Aliasing is simpler. Aliasing simplifies the operational semantics of Grace, by removing super-requests from the language. At the same time, aliasing is more powerful, since it allows reuse of methods from any ancestor in the inheritance chain. Aliasing also simplifies the implementation. Moreover, aliasing supports inheritance from a composition of traits: in contrast, the meaning of super is problematic if methods with the requested name are inherited from multiple places.

Abolishing super reduces the number of syntactically-different requests to four: (1) explicit requests (o.x), (2) self requests (self.x), (3) outer requests (outer.x), and (4) implicit requests (x), which resolve either to self requests or to outer requests.
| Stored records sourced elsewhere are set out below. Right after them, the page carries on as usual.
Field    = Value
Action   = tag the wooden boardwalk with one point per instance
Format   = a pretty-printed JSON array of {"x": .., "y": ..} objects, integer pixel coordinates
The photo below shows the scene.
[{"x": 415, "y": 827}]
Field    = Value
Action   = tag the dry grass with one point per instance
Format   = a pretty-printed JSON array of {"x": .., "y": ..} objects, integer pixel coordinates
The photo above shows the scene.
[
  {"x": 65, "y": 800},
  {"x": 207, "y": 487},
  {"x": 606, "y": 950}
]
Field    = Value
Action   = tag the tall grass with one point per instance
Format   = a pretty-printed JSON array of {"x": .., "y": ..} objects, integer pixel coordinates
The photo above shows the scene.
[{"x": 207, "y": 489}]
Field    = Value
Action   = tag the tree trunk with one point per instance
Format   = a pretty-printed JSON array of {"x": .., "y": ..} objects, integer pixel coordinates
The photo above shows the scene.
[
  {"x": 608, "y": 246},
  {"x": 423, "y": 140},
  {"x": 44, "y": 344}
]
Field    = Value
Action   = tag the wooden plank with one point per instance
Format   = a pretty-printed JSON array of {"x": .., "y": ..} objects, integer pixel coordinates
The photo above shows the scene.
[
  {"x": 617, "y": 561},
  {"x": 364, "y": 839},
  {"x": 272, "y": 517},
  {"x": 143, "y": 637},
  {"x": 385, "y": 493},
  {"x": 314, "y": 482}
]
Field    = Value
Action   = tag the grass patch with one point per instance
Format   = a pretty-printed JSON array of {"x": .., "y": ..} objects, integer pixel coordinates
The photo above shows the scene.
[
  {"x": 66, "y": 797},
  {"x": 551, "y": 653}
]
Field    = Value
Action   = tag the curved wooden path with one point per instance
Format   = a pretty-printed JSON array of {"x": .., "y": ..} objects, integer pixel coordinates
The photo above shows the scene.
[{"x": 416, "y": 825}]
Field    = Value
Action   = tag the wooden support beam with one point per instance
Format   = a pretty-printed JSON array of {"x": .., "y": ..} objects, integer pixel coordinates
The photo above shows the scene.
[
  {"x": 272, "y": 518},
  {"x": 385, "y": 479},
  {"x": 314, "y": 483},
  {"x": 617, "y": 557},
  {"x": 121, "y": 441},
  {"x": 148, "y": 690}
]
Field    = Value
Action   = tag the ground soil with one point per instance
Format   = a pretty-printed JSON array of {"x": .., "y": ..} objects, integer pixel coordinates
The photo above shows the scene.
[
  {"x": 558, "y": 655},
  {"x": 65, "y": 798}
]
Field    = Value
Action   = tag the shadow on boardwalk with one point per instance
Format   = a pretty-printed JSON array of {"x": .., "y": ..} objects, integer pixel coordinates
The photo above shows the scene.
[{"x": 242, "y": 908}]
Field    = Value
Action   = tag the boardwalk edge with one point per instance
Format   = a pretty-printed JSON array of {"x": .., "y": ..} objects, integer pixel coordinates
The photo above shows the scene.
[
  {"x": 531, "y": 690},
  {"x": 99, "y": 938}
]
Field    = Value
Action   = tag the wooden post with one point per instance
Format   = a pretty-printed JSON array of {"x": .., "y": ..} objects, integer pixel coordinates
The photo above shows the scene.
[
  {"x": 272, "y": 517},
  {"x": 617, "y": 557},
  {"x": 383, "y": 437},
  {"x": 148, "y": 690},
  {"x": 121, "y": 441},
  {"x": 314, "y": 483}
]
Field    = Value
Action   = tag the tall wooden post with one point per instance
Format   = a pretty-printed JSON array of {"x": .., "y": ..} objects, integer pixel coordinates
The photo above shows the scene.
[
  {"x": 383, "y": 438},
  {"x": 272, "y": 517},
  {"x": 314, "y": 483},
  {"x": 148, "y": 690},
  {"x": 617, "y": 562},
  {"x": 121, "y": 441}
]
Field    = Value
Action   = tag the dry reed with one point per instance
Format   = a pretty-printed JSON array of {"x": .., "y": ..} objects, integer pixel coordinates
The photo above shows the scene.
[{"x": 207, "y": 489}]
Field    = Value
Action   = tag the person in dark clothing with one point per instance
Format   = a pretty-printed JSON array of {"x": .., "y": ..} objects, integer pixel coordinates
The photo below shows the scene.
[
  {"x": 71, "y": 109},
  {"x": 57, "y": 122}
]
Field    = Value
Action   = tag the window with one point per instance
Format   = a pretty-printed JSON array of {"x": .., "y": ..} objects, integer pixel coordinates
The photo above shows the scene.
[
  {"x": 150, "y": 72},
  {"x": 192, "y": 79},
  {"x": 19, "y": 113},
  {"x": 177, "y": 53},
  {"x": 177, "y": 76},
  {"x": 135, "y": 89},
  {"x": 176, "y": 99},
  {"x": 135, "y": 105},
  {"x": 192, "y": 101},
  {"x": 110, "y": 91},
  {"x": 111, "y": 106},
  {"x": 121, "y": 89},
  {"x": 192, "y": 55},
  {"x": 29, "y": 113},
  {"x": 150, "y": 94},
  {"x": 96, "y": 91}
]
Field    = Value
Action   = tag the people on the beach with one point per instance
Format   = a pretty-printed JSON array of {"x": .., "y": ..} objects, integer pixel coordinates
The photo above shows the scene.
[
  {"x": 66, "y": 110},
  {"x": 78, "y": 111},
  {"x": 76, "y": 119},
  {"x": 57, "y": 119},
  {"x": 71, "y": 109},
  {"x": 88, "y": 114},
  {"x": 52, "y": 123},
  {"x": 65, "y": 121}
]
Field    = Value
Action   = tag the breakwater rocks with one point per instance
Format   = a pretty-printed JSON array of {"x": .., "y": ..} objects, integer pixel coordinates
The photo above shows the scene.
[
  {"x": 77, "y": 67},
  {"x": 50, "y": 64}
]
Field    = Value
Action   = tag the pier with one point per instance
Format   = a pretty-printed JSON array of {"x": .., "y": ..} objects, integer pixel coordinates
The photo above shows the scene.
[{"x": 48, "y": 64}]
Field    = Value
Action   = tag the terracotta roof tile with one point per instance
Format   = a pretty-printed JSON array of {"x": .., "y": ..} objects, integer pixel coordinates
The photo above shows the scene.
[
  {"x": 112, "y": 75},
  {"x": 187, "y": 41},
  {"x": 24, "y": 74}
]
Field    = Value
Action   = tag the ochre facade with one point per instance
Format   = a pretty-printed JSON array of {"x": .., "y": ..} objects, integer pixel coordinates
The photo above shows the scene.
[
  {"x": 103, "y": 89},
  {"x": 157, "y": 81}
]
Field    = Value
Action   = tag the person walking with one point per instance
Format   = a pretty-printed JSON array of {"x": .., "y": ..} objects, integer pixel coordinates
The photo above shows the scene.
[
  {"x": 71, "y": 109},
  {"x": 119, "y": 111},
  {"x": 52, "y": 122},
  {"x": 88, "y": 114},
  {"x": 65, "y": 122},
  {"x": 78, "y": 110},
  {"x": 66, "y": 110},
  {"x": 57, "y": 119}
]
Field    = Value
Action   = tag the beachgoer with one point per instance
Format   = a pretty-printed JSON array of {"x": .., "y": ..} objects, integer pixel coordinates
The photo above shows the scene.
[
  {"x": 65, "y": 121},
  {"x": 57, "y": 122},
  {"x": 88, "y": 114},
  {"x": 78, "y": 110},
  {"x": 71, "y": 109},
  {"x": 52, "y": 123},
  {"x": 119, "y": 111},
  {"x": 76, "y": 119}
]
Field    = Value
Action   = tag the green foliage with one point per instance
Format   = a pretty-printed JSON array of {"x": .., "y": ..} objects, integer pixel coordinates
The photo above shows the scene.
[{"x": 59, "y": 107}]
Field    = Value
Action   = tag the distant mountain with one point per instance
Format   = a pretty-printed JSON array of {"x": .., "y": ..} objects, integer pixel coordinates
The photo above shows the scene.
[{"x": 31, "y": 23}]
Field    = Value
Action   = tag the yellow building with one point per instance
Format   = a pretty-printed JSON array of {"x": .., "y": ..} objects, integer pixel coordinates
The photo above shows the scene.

Aliasing also supports a simpler definition of inheritance in terms of “prefixing”, which goes back to Simula. The idea is that a series of inheriting class declarations can be consider as equivalent to a single class declaration in which the bodies of the superclasses are prefixed to the declaration of the subclass.

In this example, the behaviour of the bottom class should be the same whether it was declared with inheritance (on the left) or without (on the right). In Grace, of course, this textual prefixing works only when all the declarations are in the same lexical scope, i.e., when they are declared one after another in the same file.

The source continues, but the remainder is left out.